Pursuant to Part 130 , attorneys are obligated to undertake an investigation of a case. But is an attorney responsible for ignorance of facts which the client neglected to disclose? “No,” says the Commercial Division.
In a recent decision by Justice Andrew Borrok, the Commercial Division discussed this very issue. In Morgan and Mendel Genomics v Amster Rothstein & Ebenstein, LLP, Albert Einstein College of Medicine (“Einstein”) hired the law firm of Amster Rothstein & Ebenstein, LLP (“Defendant”) to assist Einstein in obtaining a patent for its new genetic testing technology, invented by Einstein employees, Dr. Ostrer and Mr. Loke. By way of background, the publication date of the technology is critical because it starts the one-year clock for filing a patent application.
In Morgan and Mendel Genomics, Einstein advised Defendant that it first published an article (the “Article”) about its technology in March 2012—which would start the one-year timeframe by which Defendant would have to file a patent application. In addition, Einstein submitted to Defendant an Invention Disclosure Form, which confirmed in writing that the technology was first published in March 2012. However, Defendant learned, on its own, that the Article appeared online on January 11, 2012 and communicated that fact to Einstein. And so, Defendant filed a provisional patent application on January 8, 2013 and a non-provisional application on January 8, 2014.
On September 14, 2016, the United States Patent and Trademark Office (the “USPTO”) rejected the application as untimely because the Article was available online on December 15, 2011, more than a year before the provisional patent application was filed with the USPTO.
On November 22, 2019, plaintiff Morgan and Mendel Genomics (“Plaintiff”), who purports to have entered into an agreement with Einstein wherein Einstein assigned to Plaintiff its claim against Defendant, commenced an action for legal malpractice.
Defendant moved to dismiss the motion under CPLR § 3211(a)(7) arguing , among other things, that the law firm was retained solely to file a patent application – not to investigate whether the information provided to it by its client was not false. Justice Borrok concluded that “[a]lthough an attorney is responsible for investigating and preparing a client’s case, the attorney ‘should not be held liable for ignorance of facts which the client neglected to tell him or her.'” To that end, the Court determined that “Plaintiff’s claim is doomed by the fact that the claim is premised on false information which the Defendant’s lawyers were allowed to rely on and for which they were not hired to investigate (i.e. that the article had in face been published earlier).”
The Second Department in Green v Conciatori similarly dismissed a legal malpractice claim against attorneys who represented plaintiff in a personal injury action. In Green, plaintiff alleged that his lawyers were negligent in failing to discover certain facts about the plaintiff’s accident, which differed from the facts disclosed to them by their client, i.e., the plaintiff. The Second Department held that “[w]hile an attorney has a responsibility to investigate and prepare every phase of a client’s case, an attorney should not be held liable for ignorance of facts which the client neglected to tell him or her.” In Green, the court further determined that plaintiff did not show that counsel “failed to exercise the ordinary reasonable skill and knowledge possessed by a member of the legal profession” in relying on the information provided by the client.

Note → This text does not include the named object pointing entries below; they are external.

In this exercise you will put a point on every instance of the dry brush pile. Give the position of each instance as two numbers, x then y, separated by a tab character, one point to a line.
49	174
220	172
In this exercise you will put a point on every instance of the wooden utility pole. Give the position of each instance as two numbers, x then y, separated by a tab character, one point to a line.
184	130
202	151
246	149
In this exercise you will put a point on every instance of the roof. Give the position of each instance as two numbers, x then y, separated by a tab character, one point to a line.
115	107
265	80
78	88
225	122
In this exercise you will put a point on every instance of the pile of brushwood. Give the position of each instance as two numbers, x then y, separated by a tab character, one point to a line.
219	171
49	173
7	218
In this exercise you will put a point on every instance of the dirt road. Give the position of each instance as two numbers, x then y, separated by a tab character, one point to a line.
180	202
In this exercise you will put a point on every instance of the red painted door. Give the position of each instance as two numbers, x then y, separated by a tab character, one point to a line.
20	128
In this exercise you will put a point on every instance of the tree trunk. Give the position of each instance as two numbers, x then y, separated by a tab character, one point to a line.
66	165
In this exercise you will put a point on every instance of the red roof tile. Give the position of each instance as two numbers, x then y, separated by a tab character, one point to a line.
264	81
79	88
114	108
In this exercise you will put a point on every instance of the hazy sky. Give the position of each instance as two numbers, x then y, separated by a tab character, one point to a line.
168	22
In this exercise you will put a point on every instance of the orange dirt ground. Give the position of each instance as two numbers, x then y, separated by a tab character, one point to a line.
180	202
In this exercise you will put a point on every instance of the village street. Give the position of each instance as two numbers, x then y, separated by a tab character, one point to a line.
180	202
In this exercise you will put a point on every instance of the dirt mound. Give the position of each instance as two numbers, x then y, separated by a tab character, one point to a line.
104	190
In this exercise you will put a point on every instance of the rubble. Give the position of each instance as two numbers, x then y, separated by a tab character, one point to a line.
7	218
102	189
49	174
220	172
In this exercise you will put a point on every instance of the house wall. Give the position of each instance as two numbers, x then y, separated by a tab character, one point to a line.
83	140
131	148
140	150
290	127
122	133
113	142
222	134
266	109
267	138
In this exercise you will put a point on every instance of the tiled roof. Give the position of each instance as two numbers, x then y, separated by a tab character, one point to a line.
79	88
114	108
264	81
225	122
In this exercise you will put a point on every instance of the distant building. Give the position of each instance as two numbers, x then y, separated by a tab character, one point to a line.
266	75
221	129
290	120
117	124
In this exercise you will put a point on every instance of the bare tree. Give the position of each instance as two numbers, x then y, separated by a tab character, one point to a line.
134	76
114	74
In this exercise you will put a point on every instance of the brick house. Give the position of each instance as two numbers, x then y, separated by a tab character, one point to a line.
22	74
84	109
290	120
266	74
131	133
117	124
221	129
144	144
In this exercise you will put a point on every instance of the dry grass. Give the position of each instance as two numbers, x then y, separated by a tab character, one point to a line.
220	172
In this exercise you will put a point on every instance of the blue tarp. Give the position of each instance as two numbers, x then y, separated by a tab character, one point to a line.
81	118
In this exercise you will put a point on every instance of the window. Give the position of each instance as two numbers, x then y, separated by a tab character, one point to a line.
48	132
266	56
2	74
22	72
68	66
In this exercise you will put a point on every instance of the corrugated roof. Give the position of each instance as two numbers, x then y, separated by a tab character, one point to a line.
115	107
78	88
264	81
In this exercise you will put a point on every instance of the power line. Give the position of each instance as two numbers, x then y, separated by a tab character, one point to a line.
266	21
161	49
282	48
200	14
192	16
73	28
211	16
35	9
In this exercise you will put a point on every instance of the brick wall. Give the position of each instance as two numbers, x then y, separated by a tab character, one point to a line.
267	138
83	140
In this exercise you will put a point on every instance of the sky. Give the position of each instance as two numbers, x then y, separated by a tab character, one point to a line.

The Third Department in Parksville Mobile Modular, Inc. v Fabricant also determined that although an attorney “has the responsibility to ‘investigate and prepare every phase’ of his client’s case,” “an attorney should not be held liable for his ignorance of facts which his client neglected to tell him” (73 AD2d 595, 598 [3d Dept 1979] [holding that the fact that the attorney did not develop as full record as was developed following a trial cannot be grounds for a legal malpractice claim]). In Thompson v Seligman, however, the Third Department denied defendant law firm’s motion for summary judgment on a legal malpractice claim where the plaintiff was under a mistaken belief as to an important fact regarding its worker’s compensation claim, and the attorney failed to review the record evidence, which would have shown plaintiff’s mistaken belief (Thompson v. Seligman, 53 A.D.3d 1019 [3d Dept 2008]). There, the court stated that the question becomes “whether, in the performance of that duty [to investigate and prepare for his client’s case], defendants “ ‘exercise[d] that degree of care, skill, and diligence commonly possessed and exercised by a member of the legal community’ ” (see id.).
Can you safely rely on facts provided to you by your clients? It depends. The Commercial Division says: yes, you can and a client’s failure to provide his or her counsel with correct information is not a basis for a legal malpractice claim. However, the steps one takes to investigate will always, of course, be judged by whether they were consistent with the care and diligence exercised by others in the field.